A spokesperson with DoE’s National Nuclear Security Administration (NNSA) did not immediately reply to a request for comment about whether the agency can meet the Pentagon’s timetable for deploying new silo-based, Ground-Based Strategic Deterrent (GBSD) intercontinental ballistic missiles starting around 2030 if Congress does not let the civilian agency manufacture plutonium pits in two states.

The Trump administration’s 2018 Nuclear Posture Review called on the NNSA to annually manufacture 80 pits — fissile nuclear-weapon cores — by 2030. The agency subsequently decided to make 30 pits a year at the Los Alamos National Laboratory starting in 2026, and 50 a year starting in 2030 at the Savannah River Site in Aiken, S.C. At Savannah River, NNSA plans to convert a partially built plutonium-disposal facility into a pit factory.

The first pits NNSA plans to make in these factories will be suitable for use in the planned W87-1 warhead: a refurbished W78 warhead intended for use on the GBSD missiles that will replace current the fleet of 400 Minuteman III silo-based missiles. 

But key figures on both the House and Senate Armed Services Committees, including Rep. Jim Cooper (D-Tenn.), chair of the House Armed Services strategic forces subcommittee, have blanched at the price of NNSA’s proposed two-plant pit complex: $30 billion over the life-cycle of both plants, compared with $15 billion to produce all 80 pits a year at the Los Alamos National Laboratory.

That is according to an engineering analysis completed for NNSA in 2018 by Parsons Government Services

Congress is due to return to Washington April 29. The Senate has scheduled closed markups of its version of the National Defense Authorization Act for May, but the House is holding open markups in June.

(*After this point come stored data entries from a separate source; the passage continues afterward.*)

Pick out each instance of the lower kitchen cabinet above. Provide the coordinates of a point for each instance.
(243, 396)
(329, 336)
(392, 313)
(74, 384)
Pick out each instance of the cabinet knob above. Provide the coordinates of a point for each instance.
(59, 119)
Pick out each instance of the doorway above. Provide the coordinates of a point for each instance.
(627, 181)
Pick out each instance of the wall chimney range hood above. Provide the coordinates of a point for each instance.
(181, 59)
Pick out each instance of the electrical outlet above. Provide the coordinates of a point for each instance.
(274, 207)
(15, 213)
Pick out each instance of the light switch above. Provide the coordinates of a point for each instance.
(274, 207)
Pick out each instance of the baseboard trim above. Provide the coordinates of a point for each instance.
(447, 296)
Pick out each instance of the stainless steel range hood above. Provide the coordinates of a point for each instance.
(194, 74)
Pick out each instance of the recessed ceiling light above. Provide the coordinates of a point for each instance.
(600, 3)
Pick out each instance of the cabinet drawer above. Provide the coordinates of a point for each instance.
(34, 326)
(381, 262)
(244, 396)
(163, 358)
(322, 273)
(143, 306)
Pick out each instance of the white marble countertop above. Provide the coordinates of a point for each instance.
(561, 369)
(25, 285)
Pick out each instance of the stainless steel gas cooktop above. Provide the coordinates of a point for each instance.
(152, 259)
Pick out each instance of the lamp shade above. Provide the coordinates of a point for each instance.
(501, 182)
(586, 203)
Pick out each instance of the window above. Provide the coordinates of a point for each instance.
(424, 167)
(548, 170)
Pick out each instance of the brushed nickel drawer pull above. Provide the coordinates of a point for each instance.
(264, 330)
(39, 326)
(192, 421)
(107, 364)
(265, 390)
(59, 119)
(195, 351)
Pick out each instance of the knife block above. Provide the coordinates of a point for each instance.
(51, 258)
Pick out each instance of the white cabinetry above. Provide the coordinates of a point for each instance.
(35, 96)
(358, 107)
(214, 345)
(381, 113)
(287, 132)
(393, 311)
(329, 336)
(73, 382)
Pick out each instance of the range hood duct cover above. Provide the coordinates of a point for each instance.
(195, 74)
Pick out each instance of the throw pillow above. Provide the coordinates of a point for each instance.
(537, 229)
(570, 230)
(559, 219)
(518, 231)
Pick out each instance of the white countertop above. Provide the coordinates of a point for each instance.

Lawmakers will reveal then whether they are willing to commit to NNSA’s two-state pit complex, or whether they want the agency to check its ambitions.

The NNSA is asking Congress for $410 million for fiscal year 2020 to start designing the Savannah River Plutonium Processing Facility. The Armed Services Committees have to authorize the planned pit facility before appropriations committees can fund it.